Writing Residency: Francesca Hawker
Tijdens haar residentie in Woning Van Wassenhove, werkt Francesca Hawker aan 13 korte teksten. Deze teksten zullen tijdens aankomende diners worden voorgelezen door 13 gasten en dienen ook als basis voor een publieke presentatie later dit jaar.
De teksten gaan dieper in op het leven van verschillende personen die verbonden zijn met palingen, waaronder vrienden van de kunstenaar, schrijvers en historische figuren. Hoewel aanvankelijk gepresenteerd als afzonderlijke biografieën of karakterintroducties, tracht Hawker om gedeelde affiniteiten tussen hen in te weven.
A little about eels
Uit Francesca Hawker’s residentievoorstel
The European eel is considered to have a notoriously illegible life cycle. They spend most of their lives in the freshwater lakes and rivers of Europe but are born in the Sargasso Sea.
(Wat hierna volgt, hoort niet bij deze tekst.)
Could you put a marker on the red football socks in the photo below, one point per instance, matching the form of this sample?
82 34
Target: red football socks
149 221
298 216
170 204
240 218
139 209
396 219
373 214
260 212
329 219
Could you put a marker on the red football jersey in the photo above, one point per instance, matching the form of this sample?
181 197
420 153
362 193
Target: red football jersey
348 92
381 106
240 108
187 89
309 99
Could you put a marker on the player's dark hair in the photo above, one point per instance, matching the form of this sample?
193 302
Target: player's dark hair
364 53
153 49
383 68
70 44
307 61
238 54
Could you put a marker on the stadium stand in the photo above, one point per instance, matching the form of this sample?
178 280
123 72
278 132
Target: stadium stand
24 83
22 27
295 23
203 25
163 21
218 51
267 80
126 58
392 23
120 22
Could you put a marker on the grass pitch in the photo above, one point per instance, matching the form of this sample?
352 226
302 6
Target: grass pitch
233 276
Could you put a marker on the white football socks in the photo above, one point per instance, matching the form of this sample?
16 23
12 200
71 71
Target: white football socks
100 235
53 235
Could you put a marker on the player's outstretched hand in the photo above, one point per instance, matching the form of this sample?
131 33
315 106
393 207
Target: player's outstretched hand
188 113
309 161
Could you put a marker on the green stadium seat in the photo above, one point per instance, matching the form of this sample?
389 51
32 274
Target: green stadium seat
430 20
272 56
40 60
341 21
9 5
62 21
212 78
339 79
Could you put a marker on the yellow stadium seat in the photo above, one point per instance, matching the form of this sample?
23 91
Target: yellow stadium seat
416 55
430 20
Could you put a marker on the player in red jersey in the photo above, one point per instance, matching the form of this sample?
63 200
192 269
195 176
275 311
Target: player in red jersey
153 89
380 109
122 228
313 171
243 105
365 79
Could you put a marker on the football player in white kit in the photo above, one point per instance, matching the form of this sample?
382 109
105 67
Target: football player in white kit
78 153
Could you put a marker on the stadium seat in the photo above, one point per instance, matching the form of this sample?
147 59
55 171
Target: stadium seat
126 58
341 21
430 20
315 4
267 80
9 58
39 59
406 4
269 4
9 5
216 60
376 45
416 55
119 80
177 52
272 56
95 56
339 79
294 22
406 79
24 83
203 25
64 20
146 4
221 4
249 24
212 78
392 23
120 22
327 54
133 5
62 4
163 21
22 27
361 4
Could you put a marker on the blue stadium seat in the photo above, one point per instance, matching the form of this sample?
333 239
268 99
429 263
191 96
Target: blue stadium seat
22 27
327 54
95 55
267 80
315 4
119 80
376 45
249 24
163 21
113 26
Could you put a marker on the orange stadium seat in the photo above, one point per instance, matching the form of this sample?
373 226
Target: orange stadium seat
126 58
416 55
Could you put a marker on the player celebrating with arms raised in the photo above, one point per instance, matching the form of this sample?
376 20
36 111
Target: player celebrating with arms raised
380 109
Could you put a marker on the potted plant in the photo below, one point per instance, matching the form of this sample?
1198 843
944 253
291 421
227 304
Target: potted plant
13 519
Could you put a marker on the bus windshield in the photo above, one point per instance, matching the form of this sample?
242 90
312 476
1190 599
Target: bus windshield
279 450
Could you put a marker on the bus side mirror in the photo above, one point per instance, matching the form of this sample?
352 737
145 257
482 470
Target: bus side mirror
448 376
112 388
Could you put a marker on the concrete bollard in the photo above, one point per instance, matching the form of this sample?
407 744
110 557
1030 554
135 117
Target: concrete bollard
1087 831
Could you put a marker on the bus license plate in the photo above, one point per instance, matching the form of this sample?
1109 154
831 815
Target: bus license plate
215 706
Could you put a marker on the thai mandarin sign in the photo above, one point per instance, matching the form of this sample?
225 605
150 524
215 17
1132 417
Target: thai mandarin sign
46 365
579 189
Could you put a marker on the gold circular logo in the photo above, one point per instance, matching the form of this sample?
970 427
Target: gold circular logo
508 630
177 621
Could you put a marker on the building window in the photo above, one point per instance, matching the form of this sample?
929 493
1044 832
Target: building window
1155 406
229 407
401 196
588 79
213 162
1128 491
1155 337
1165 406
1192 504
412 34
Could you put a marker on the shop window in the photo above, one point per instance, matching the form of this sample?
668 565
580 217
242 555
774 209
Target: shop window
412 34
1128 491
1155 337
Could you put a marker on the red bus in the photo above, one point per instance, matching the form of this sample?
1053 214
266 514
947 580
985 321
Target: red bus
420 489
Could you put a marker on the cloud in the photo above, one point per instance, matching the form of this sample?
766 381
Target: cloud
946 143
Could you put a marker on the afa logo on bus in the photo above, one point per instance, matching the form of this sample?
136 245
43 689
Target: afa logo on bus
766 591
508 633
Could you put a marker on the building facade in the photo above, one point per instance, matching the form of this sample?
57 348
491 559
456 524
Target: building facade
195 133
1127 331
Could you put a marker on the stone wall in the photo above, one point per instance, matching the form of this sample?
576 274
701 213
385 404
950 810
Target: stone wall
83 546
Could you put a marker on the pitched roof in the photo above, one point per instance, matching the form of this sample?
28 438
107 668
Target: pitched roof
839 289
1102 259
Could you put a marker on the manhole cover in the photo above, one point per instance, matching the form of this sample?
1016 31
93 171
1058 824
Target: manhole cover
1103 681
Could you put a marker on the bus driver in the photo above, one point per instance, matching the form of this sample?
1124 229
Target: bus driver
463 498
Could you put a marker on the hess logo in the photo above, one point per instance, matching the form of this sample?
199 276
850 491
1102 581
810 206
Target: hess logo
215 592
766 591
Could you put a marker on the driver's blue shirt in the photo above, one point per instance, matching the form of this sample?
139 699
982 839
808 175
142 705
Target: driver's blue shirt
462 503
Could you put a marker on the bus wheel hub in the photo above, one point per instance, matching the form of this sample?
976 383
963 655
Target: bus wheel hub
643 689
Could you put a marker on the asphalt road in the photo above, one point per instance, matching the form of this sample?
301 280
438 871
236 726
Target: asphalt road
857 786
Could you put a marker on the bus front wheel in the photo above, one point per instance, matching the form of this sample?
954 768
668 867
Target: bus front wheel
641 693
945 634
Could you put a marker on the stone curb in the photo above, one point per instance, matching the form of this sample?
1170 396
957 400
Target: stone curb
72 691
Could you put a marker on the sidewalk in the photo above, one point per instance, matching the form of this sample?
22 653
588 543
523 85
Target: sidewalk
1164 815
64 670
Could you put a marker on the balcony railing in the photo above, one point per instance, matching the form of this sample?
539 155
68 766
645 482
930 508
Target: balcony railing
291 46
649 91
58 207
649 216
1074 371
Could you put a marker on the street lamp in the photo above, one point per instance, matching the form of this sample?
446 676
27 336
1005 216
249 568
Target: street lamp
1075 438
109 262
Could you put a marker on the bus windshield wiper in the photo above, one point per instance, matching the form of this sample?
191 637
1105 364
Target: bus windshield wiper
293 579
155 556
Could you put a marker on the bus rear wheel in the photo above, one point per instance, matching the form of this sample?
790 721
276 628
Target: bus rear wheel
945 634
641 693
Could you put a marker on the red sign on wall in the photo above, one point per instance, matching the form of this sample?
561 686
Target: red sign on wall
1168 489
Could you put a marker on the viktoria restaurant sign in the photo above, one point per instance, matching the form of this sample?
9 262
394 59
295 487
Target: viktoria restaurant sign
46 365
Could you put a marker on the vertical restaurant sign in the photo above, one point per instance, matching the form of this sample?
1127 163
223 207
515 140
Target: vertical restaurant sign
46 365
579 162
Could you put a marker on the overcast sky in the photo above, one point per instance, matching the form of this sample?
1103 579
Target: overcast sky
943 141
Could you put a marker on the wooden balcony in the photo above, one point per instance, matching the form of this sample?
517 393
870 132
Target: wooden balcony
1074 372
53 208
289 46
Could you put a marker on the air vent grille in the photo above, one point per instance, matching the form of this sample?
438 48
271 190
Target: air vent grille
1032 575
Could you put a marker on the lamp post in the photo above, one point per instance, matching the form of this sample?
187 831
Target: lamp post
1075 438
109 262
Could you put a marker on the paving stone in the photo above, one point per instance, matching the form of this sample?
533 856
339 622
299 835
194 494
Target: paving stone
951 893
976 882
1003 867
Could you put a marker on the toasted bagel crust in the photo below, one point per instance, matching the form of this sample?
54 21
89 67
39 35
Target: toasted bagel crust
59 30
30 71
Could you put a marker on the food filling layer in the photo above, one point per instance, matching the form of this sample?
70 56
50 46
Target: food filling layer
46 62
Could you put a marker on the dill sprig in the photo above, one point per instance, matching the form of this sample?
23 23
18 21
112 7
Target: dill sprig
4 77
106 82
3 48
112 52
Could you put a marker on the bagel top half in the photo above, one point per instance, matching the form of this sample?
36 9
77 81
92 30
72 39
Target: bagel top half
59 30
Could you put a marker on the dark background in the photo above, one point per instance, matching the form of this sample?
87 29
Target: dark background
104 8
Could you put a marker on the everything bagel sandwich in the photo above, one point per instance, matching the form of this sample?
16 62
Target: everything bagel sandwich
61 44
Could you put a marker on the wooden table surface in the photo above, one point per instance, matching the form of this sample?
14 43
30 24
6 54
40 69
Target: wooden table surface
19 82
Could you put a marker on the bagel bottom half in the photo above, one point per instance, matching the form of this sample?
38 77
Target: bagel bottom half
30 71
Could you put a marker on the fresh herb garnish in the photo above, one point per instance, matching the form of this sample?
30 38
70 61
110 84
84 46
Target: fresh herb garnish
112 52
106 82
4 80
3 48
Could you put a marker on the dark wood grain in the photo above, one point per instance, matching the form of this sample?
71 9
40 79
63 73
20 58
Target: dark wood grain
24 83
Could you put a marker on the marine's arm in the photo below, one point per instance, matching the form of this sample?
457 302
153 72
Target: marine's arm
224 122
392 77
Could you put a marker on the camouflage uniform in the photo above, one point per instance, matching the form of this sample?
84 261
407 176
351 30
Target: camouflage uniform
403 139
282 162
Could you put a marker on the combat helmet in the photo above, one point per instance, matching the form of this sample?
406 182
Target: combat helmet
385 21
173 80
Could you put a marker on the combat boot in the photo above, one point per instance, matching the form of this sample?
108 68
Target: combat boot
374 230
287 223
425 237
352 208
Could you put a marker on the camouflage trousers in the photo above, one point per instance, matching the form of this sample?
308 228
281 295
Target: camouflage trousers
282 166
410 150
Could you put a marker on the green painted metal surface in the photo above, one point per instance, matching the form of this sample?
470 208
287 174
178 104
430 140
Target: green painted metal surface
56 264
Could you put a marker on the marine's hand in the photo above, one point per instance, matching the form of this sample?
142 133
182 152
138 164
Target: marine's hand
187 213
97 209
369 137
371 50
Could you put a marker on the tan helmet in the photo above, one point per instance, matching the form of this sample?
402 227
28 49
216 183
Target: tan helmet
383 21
Before October 2022, no scientist had ever observed an adult European eel in their supposed breeding ground, despite numerous feverish attempts to catalogue and document their sexual lives. Given this lack of certainty, there has always been a multitude of fantastical theories to explain their origins: Pliny the Elder believed that eels rubbed themselves on rocks and that the ‘scrapings’ transformed into baby eels.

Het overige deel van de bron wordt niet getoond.